6 Ways You Can Reduce and Prevent Food Waste

Image courtesy of apartmenttherapy.com

It happens to the best of us: you go shopping at the grocery store or farmers market and before you know it, you find a bunch of wonderful items and ingredients you can’t wait to use. Next thing you know, you’ve waited too long and some of those amazing purchases are going bad.

No one likes wasting food. Fortunately, a few tricks and habits can save you food and money! Those tricks, as written by thekitchn.com, are:

1. Make a plan. Set aside a regular time to plan your meals and shopping lists so you buy only what you need. When choosing recipes, look for ways to fully use perishable groceries like bunches of herbs, root vegetables and their tops, and dairy products. If you like the flexibility of seeing what's good at the market, you might create a shopping list with general notes like "2x green vegetables."

2. Wash and prep ingredients. Before stashing away groceries, tackle ingredients that you'll be more likely to eat if you clean and prep them first. For example, wash and dry lettuce for salads, cut carrot sticks for snacks, or roast vegetables to use throughout the week.

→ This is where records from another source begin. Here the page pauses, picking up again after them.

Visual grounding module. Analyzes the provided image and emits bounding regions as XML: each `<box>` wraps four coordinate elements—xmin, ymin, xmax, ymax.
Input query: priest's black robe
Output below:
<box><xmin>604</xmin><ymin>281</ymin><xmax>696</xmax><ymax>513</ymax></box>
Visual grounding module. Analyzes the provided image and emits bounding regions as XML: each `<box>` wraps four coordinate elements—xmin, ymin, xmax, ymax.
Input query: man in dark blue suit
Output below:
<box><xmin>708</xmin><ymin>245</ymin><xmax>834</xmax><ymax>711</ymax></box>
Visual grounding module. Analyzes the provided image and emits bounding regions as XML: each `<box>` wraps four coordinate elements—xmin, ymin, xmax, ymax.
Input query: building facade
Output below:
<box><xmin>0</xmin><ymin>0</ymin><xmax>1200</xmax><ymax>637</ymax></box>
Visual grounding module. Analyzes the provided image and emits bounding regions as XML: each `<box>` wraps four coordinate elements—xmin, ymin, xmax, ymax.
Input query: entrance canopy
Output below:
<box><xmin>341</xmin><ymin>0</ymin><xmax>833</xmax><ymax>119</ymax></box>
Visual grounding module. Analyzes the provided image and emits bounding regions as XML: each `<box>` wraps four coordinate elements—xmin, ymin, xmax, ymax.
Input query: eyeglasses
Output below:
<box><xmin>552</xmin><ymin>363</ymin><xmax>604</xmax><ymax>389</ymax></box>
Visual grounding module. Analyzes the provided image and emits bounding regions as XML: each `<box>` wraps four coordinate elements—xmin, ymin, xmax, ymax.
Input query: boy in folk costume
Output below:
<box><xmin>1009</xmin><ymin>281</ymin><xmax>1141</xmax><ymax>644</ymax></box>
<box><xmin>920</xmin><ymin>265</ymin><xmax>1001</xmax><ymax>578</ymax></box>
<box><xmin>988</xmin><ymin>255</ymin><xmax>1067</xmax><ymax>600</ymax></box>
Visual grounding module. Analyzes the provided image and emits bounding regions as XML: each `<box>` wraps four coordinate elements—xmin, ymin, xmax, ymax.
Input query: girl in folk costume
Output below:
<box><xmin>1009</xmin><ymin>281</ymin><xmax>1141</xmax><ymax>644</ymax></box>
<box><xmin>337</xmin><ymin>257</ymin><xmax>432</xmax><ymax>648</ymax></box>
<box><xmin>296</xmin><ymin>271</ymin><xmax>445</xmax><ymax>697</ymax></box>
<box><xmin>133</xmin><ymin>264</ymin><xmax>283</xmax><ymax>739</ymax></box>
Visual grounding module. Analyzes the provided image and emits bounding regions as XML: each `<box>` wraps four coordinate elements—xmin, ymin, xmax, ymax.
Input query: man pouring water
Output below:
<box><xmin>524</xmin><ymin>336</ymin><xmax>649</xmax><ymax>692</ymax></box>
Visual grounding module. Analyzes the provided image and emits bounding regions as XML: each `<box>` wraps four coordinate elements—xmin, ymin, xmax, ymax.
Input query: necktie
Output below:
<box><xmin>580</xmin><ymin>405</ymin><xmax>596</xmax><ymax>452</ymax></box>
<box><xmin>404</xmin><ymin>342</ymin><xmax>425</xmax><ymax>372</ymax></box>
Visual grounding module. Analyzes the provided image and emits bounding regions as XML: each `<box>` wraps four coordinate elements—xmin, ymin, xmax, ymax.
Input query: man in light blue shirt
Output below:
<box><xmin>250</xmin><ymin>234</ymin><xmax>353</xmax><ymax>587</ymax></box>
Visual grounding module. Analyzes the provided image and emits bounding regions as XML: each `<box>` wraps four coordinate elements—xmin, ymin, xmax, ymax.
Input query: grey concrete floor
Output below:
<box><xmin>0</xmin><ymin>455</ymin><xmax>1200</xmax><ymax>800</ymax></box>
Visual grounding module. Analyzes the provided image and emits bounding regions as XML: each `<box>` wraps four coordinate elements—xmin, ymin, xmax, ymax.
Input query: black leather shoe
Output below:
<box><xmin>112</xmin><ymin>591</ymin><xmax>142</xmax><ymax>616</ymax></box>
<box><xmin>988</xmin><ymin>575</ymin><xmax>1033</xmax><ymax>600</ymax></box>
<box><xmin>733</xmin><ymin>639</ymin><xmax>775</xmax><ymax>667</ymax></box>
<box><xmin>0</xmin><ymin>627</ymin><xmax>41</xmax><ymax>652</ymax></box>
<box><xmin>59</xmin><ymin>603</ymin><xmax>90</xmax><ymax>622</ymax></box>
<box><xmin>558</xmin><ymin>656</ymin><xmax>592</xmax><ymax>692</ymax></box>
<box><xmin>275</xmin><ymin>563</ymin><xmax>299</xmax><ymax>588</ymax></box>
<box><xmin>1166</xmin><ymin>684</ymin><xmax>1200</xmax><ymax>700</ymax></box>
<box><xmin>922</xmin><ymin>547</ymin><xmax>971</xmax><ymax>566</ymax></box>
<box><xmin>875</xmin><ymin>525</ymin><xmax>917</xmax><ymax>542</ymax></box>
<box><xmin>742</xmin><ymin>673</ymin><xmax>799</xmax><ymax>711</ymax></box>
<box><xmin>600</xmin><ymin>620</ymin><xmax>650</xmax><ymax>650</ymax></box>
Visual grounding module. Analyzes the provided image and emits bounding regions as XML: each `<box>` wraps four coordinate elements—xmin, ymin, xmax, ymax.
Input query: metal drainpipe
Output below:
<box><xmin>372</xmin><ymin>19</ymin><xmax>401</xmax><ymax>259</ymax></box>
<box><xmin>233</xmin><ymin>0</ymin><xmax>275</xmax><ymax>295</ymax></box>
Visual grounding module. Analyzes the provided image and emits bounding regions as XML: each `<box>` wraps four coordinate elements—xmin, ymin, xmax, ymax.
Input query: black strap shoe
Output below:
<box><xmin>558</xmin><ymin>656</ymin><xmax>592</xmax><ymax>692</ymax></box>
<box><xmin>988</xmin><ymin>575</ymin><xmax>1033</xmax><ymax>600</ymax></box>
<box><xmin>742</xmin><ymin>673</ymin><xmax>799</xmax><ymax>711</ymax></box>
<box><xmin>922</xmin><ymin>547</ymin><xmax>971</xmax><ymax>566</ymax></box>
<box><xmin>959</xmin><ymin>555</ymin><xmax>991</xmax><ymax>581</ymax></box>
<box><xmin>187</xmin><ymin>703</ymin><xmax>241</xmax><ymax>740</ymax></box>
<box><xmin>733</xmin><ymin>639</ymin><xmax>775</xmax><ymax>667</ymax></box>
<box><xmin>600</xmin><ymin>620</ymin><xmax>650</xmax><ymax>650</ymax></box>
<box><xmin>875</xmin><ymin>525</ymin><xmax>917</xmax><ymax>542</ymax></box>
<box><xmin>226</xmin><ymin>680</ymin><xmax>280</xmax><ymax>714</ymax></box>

3. Organize by freshness. Adopt a "first in first out" system in the refrigerator and pantry. Place older foods in front so you use them more quickly, and store newer, fresher ones in back. Or create an "eat me first" box or basket for quick-to-expire ingredients and foods.

4. Use your freezer. Get in the habit of anticipating when you're likely to have an excess of food, and freeze it before it has a chance to rot or go stale. Good candidates for the freezer include leftovers, big batches of soup and casseroles, bread, fresh herbs, and scraps that can be turned into stock.

5. Pickle it. Prolong the life of vegetables by making easy refrigerator pickles. Though pickling is often associated with windfalls of produce, it can also be done in small batches. Got an extra half a cucumber, a few pieces of cauliflower, or a handful of radishes? Yes, we can pickle that.

6. Label everything. Use big, clear labels to eliminate the problem of mystery leftovers, to add a well-visible expiration date to a carton of milk, to draw attention to items you want family members to eat, to organize entire shelves in the fridge — anything that will remind you to eat the food you have.